Topi bulu Li Wei = ketaatan terhadap sistem. Syal abu-abu Xue Feng = jiwa yang tak terikat. Di tengah makan malam, mereka tidak membahas daging, melainkan siapa yang masih berani menatap mata lawan. 🕊️ Kabut Dendam Sang Pendekar memang cerdas dalam detail-detailnya.
Saat wanita berpakaian hitam berdiri di belakang ranjang, suasana berubah drastis. Xue Feng dan Li Wei langsung tegak—bukan karena hormat, melainkan karena tahu: ini bukan tamu, ini penentu nasib. 💀 Kabut Dendam Sang Pendekar gemar memainkan ketegangan dengan timing yang sempurna.
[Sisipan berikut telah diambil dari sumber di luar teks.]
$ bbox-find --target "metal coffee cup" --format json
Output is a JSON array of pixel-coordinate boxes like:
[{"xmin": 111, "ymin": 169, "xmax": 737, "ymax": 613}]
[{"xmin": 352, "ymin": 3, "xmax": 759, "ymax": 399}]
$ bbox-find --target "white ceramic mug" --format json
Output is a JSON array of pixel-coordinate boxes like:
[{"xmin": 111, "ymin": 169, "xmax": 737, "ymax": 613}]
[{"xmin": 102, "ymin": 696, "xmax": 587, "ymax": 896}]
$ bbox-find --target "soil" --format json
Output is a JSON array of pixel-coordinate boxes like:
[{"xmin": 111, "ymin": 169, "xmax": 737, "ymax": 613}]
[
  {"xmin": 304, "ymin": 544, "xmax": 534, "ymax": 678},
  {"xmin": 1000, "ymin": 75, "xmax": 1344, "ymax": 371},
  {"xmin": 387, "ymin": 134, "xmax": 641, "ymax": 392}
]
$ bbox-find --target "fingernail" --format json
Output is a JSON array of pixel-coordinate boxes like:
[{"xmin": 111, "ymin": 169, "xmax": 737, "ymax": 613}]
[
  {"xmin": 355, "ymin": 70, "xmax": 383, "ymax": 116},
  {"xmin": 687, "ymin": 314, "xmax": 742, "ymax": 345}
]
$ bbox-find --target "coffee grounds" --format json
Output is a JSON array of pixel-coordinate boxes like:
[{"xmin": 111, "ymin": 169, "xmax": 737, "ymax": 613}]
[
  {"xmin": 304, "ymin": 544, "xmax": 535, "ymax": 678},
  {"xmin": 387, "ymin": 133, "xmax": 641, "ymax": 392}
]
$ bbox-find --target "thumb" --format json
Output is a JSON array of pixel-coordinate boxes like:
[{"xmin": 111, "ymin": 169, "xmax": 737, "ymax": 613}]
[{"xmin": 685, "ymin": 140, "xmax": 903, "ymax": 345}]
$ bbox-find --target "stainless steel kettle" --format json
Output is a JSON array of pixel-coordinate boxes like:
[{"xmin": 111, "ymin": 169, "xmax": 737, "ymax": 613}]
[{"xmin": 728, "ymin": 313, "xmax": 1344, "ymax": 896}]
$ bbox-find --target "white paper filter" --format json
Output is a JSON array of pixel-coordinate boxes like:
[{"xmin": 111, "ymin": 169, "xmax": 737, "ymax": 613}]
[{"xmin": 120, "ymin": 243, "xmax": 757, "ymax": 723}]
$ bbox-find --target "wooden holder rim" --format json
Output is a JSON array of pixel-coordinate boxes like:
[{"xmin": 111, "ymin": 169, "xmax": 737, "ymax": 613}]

Xue Feng menuang teh dengan tangan stabil, tetapi matanya menyala-nyala. Li Wei meneguk, lalu mengelus dada—bukan karena sakit, melainkan rasa bersalah yang mulai menggerogoti. Setiap gerak kecil dalam Kabut Dendam Sang Pendekar memiliki makna tersendiri. Jangan lewatkan detail cangkirnya! ☕
Pedang Xue Feng tergeletak di sisi meja—tidak digenggam, namun hadir. Itu adalah pesan: 'Aku bisa menyerang kapan saja.' Li Wei tersenyum palsu, tetapi tangannya gemetar. Kabut Dendam Sang Pendekar mengajarkan: dalam dunia kuno, makan malam adalah latihan strategi sebelum pertempuran. ⚔️
Meja makan dalam Kabut Dendam Sang Pendekar bukan tempat menyantap makanan, melainkan medan pertempuran diam-diam. Ekspresi Li Wei yang tegang berbanding dengan Xue Feng yang tenang—setiap gigitan daging babi menjadi metafora dendam yang belum meledak. 🔥 Lilin menyala, namun hati lebih gelap.